At the end of May, Robert Mueller III completed his two-year investigation into improper election influence during the 2016 election. The Trump campaign’s role in the election, possible collusion with Russia, as well as any efforts made by the Trump team to obstruct justice, were examined. ¬†Mueller provided some context to the report and the logic that was used to conclude the investigation.

The first portion of Mueller’s statement alludes to the DOJ’s responsibilities as well as to the department’s limitations. Mueller stated, “If we had confidence that the president clearly did not commit a crime, we would have said so.”

There is ambiguity in this statement because Mueller fails to accuse the president of a criminal act. However, it is not possible for the DOJ to make such as accusation. In the United States, an entity like the Department of Justice cannot conclude that a crime occurred. The agency can only investigate the issue and report to the Attorney General and to Congress. Those entities are capable of executing criminal charges against the president and other members of his administration as appropriate. Mueller added, “We did not, however, make a determination as to whether the president did commit a crime.”

Again, this is in keeping the DOJ’s role in investigations and its limitations when concluding whether or not a crime has occurred. As Mueller explained, “It would be unfair to potentially accuse somebody of a crime when there can be no court resolution of an actual charge.”

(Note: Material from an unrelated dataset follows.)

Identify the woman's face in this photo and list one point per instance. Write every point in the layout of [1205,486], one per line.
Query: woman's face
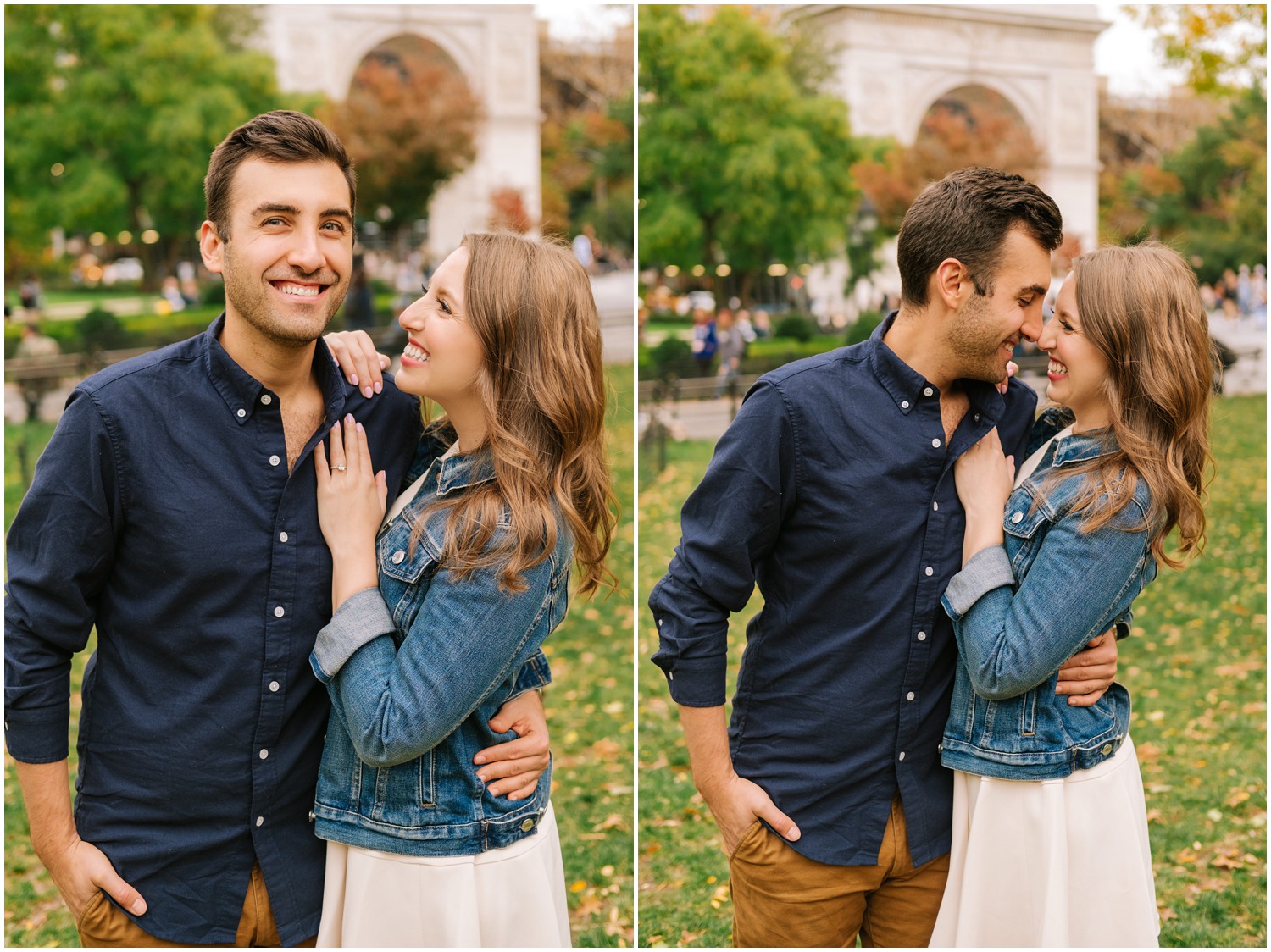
[444,356]
[1077,368]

Since there is little else for Mueller to add, since his role as an investigator is complete, he has chosen to resign “from the Department of Justice and return to private life.”

The report is in the hands of the public, Congress and the Attorney General. Mueller has made it clear that he will not testify before Congress. As one member of Congress told reporters, “…it falls to Congress to respond to the crimes, lies and other wrongdoings of President Trump.”